While the French do get most of the credit for the renaissance of the “crochet” chapeau they are in no way the only proponent of the low-tech headgear look. Italy’s Daniela Merighetti and US skier Julia Mancuso seem to be partial to off-white versions while Italy’s Johanna Schnarf seems to like her pseudo-homemade hat in multi-colours. My “second” favourite hat this season (next to anything the French are wearing) is the little knit number Andrea Fischbacher was “rocking” in Lake Louise at the season’s opening speed races – very home-made looking with the gamine-like charm of a hat you could imagine on a child rodeling down a snowy hill in Central Europe’s alpine heartland or playing ice hockey on a frozen pond in North America.
So if your hat doesn’t look like a vintage wooly hand-made “throwback”, you’re probably best off throwing it onto your discard clothing pile.

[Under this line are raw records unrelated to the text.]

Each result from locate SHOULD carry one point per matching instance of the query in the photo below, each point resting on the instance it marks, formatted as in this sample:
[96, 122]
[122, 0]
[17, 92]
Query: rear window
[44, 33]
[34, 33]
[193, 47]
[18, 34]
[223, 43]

The crochet trend doesn’t stop with hats though. As you probably noticed, I also mentioned “headbands” a few sentences back. This – and by “this” I mean headbands, is perhaps the most impressive style contribution the French are currently making in the battle to keep the ski world looking chic.
Yes, headbands have been a staple garment on the World Cup for ages - but currently they’re really only a staple on the ladies side. Think about it - how many teams have men wearing headbands? A few maybe, Ivica Kostelic has been wearing them of late, but in truth, not very many on the guy’s side have been headband-friendly since the 1980s. But leave it to the French men to pull off the ultimate fashion coup – bringing “cool” back to the male headband with a little bit of wool dyed in bleu, blanc and rouge! Thankfully, the 2011 version of the headband is thick enough that it looks more like a hat than the skinny little headbands once made famous by tennis stars like Bjorn Borg and John McEnroe in the 1970’s and 1980’s – which were definitely cool – but only in their time!